A shopkeeper in Germany has sparked nationwide outrage after posting an antisemitic sign in the window banning Jews from the store.
The message, which was placed on the door of a shop in the northern town of Flensburg, declared “Jews not allowed”, adding: “Nothing personal, nothing antisemitic – I just can’t stand you.”
The sign has since been removed from the door, with the public prosecutors’ office saying there is “reasonable suspicion that the words are likely to disturb the public peace and incite hatred towards Jews living in Germany”. However, according to local media, it is still visible on a wall inside the shop.
Local and national leaders condemned the message, which had echoes of the brutal oppression faced by Jewish people in Nazi Germany during the 1930s and 40s.
Felix Klein, Germany’s federal commissioner for tackling antisemitism, told broadcaster Welt TV it was a “very clear case of antisemitism”, adding that “action must be taken”.
Flensburg mayor Fabian Geyer said: “This is a reminder of the darkest chapters of Germany’s history and has absolutely no place in this city.”

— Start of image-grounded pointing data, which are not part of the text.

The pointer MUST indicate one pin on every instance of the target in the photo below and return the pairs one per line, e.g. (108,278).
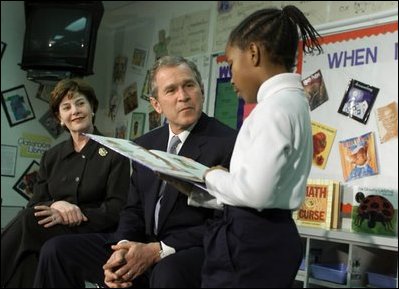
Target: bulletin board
(368,54)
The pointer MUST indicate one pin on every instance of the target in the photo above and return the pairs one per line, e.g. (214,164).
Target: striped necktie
(174,142)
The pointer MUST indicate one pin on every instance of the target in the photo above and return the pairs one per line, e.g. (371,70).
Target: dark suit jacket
(180,226)
(94,180)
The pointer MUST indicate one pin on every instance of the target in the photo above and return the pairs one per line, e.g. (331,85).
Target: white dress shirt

Speaking to local newspaper Schleswig-Holsteinische Zeitungsverlag, shop owner Hans Velten-Reisch, 60, attempted to defend the sign by claiming he had put it up in response to the war in Gaza. “I’m not inciting hatred, I’m just saying what I think,” he said.
“After all, there are Jews living in Israel, and I can’t decide who is for or against the attacks. This is hypocrisy. They keep saying history must not repeat itself, but then they do it themselves.”
Israeli ambassador to Germany Ron Prosor also slammed the sign, saying: “In Flensburg, in 2025, signs saying ‘Jews not allowed’ are once again hanging in shop windows. Just like then, in the streets, cafes and stores of the 1930s.
“This is exactly how it began – step by step, sign by sign. It is the same old hatred, only in a different font. After the signs came shards of glass, fire and destruction. And today, people behave as if it were ‘nothing personal’.”

He added: “It was never about Zionism. It was always about Jewish life. And it has never ended harmlessly. Politicians cannot wait until it is too late – they must act now, before words once again turn into actions. Jewish life must be safe and visible in Germany! I hope that no Christian, no Muslim, no atheist and no Jew will ever again enter the store whose owner hung this sign.”
On Thursday morning, the Flensburg police confirmed to Stern magazine that they had received at least four complaints against Mr Velten-Reisch. “These are now being examined by the public prosecutor’s office for possible offences,” a spokesperson said, according to local news reports.
Chancellor Friedrich Merz said on Wednesday that criticism of Israel was increasingly being used in Germany as a pretext for stoking hatred against Jews.
Speaking at an event to mark the 75th anniversary of the founding of the Central Council of Jews in Germany, Mr Merz said that antisemitism had “become louder, more open, more brazen, more violent almost every day” since the Hamas-led attacks on 7 October 2023, which ignited the Gaza war.